In a victory for Lubecore International, the U.S. Sixth Circuit Court of Appeals has overturned a lower court’s ruling and lifted restrictions on Lubecore’s ability to freely market its complete line of automated lubrication systems for heavy trucks and off-highway equipment in the United States.
Rejecting an argument by Groeneveld, a competitor, that Lubecore’s EP-0 grease pump infringed on its trade dress under trademark laws, the court vacated an injunction that has required Lubecore to sell a modified version of the pump to customers in the United States since early 2012. The court then remanded the case to the lower court with instructions to enter a judgment in favor of Lubecore on all claims.
Trade dress refers to a product’s physical appearance. The court observed that while the shape of the Lubecore and Groeneveld pumps is similar, stark differences in labeling, color, and other aspects of the design mean there is “no reasonable likelihood” that consumers of automated lubrication systems would confuse the companies’ products.
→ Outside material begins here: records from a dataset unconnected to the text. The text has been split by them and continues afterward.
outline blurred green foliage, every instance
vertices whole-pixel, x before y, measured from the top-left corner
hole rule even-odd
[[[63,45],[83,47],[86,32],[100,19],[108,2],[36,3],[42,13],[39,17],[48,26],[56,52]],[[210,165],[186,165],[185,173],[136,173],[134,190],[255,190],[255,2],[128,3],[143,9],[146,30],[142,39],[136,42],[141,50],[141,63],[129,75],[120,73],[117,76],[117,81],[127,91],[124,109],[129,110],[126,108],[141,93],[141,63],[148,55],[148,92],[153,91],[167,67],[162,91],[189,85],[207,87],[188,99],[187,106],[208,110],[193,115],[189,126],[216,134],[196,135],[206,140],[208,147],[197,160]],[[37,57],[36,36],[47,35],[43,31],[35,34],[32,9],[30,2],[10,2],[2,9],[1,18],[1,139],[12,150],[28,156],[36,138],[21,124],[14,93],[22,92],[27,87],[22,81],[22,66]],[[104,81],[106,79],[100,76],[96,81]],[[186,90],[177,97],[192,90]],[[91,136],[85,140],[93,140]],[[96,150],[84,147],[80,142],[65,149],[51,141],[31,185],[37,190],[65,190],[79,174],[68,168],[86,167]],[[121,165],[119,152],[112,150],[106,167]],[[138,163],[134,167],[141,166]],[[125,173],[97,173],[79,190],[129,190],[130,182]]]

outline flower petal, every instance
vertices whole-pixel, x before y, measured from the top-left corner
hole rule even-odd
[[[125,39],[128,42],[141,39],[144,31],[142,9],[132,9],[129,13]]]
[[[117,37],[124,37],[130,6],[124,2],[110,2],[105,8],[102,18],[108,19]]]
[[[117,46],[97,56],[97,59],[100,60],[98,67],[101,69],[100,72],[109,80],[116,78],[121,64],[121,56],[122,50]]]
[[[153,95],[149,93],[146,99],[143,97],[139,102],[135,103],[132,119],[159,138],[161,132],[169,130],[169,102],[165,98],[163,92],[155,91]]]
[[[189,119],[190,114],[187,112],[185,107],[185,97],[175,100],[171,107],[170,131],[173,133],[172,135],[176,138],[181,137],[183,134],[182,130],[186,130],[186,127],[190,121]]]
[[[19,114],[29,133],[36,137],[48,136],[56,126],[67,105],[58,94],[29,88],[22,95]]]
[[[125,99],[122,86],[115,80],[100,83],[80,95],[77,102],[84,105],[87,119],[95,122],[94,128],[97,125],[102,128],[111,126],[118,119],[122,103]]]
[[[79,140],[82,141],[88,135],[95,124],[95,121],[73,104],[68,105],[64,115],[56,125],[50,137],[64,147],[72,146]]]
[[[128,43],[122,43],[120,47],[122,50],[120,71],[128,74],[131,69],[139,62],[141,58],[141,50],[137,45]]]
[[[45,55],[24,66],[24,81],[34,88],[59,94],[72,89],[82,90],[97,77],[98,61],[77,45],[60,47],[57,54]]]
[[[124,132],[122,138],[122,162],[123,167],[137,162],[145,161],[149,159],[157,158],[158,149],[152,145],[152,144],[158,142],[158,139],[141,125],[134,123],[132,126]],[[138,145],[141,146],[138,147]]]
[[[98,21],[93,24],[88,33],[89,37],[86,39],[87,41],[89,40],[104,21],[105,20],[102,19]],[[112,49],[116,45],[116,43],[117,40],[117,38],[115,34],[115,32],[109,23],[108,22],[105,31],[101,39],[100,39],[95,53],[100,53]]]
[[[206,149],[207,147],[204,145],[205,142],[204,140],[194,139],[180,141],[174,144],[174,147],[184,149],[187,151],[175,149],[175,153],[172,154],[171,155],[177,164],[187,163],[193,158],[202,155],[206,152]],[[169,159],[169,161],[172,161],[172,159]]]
Indeed, the court said, Groeneveld admitted it had no evidence of actual confusion on the part of any customer or prospective customer.
“One of the judges characterized this dispute as an old-guard supplier using legal means to try to fend off an upstart competitor,” said Jan Eisses, Lubecore president and founder. “While we’re pleased to have prevailed in court, let’s compete in the marketplace on the strength of our products and support of our customers.”
“Groeneveld sought an unprecedented expansion of U.S. trade dress and trademark laws which would have given it a de facto patent and sharply discouraged competition, growth, and innovation in this market,” said Melissa Zujkowski, outside counsel for Lubecore. “This type of predatory litigation is regrettably common in the United States, and it’s our hope that the decision will discourage this type of anti-competitive behavior by market giants like Groeneveld.”